The proposed new site would have a structure that would allow Gleizes and his crew to drive up and release the fish straight from the tanker truck into a V-shaped structure that would funnel the fish into a pipe that extends out into the creek.

“You could just pull the gate on the back of the tank and let water and fish all go at once,” Gleizes said. “It’s less fish handling, so less stress on the fish.”

A third site would also allow the fish more range into their natural habitat, where they used to spawn before the eruption and the retention structure.

“This additional release site just opens up more available spawning habitat for coho and steelhead both, and potentially a reintroduction of even fall chinook into the upper Toutle River in the foreseeable future,” Gleizes said.

While the fish still wouldn’t be harvestable by fishermen, Gleizes said at this point it’s more about the intrinsic value of having salmon in the Toutle River.

WDFW Habitat Program Manager David Howe added “the more that we allow them access to their historical habitat, the closer we get to potentially delisting some of these runs” from the endangered species list.

“When we can delist them, there’s even more recreational opportunity when it comes to fishing,” he said. “So this gets us one step closer.”

Drones and WDFW

WDFW flew its first drone in 2017, and since then has used them for everything from counting moose and rabbits to monitoring restoration projects. Fornes said he expects uses will expand as more people become familiar with drone technology and as processing software improves.

In the case of Deer Creek, using a drone “saved on-the-ground crews in waders who knows how much time trotting around up there trying to figure out how it was all intertwined,” Fornes said.
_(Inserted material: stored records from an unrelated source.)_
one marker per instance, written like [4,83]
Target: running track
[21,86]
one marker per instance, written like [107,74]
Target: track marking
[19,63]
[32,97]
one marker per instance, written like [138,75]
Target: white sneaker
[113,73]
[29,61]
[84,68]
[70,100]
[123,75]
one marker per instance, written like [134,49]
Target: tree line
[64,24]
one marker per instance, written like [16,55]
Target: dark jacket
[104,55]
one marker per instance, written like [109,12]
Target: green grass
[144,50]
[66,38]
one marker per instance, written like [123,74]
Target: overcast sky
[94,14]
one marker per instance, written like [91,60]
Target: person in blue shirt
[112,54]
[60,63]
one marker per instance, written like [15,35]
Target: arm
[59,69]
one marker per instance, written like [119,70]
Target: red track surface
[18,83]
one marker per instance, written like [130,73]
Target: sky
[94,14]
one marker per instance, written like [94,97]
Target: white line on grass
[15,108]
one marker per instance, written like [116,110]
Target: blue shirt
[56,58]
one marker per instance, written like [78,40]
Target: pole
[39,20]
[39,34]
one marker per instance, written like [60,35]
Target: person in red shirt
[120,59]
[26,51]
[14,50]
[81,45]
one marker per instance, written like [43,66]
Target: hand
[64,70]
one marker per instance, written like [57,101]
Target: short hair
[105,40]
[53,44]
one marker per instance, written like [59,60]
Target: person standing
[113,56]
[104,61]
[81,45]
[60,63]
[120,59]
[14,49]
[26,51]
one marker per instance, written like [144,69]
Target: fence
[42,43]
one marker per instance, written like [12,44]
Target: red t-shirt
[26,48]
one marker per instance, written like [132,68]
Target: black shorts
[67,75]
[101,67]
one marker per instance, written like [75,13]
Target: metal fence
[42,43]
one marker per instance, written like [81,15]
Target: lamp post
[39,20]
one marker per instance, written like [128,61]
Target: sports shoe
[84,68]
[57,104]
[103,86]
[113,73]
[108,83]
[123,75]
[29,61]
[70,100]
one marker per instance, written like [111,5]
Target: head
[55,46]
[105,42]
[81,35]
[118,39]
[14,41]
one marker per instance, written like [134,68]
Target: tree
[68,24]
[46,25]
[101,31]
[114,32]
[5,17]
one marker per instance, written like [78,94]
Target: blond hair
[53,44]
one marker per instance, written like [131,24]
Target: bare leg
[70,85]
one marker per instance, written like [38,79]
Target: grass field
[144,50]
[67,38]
If Fornes hadn’t used the drones, crews would have driven out to the remote site and spent hours hiking the area, making sketches and taking certain measurements. With drone imagery, Fornes was able to stand on the sediment plain and get photos with such high resolution that researchers can make “an infinite amount of measurements” and revisit the photos for any number of projects.

Even helicopter imagery doesn’t compare, Fornes said, because while the images may be sharper than something like Google Earth, a helicopter flight is expensive and putting a crew in the air creates an unnecessary risk.

Howe said “there’s no question that this is more efficient than what a ground crew would be able to produce,” adding that drones allow scientists to be more effective, and that will only continue as they “continue to understand the capabilities and technology.”

For example, Fornes said there is software available that takes drone photos and creates a three-dimensional model, like a land survey, that can be easily repeated to monitor sediment movement. Other software can be trained to recognize and count specific objects, like logs or sharks, freeing up researcher time.

“The actual imagery collection is one thing, but the science is moving forward really rapidly on what you can get from that imagery,” Fornes said. “That kind of use is only going to increase as we move forward with these things. Who knows what we’ll be able to do with them five years from now?”

As with any tool, there are drawbacks. For example, Fornes said the composite image struggled to stitch some of the photos in, so while they can be viewed separately, they’re not in the composite.

There are also strict Federal Aviation Administration regulations stating who can fly drones and where they can be flown. Fornes had to be licensed to fly the drone and must submit flight plans before surveying Deer Creek.

Howe said WDFW also is sensitive to privacy concerns, so they notify the public before they fly and only fly in areas where they have permission from everyone involved. Fornes added that WDFW created a drone policy of its own, to make it “very clear we’re going to respect privacy and be transparent when it comes to what we plan to use them for.”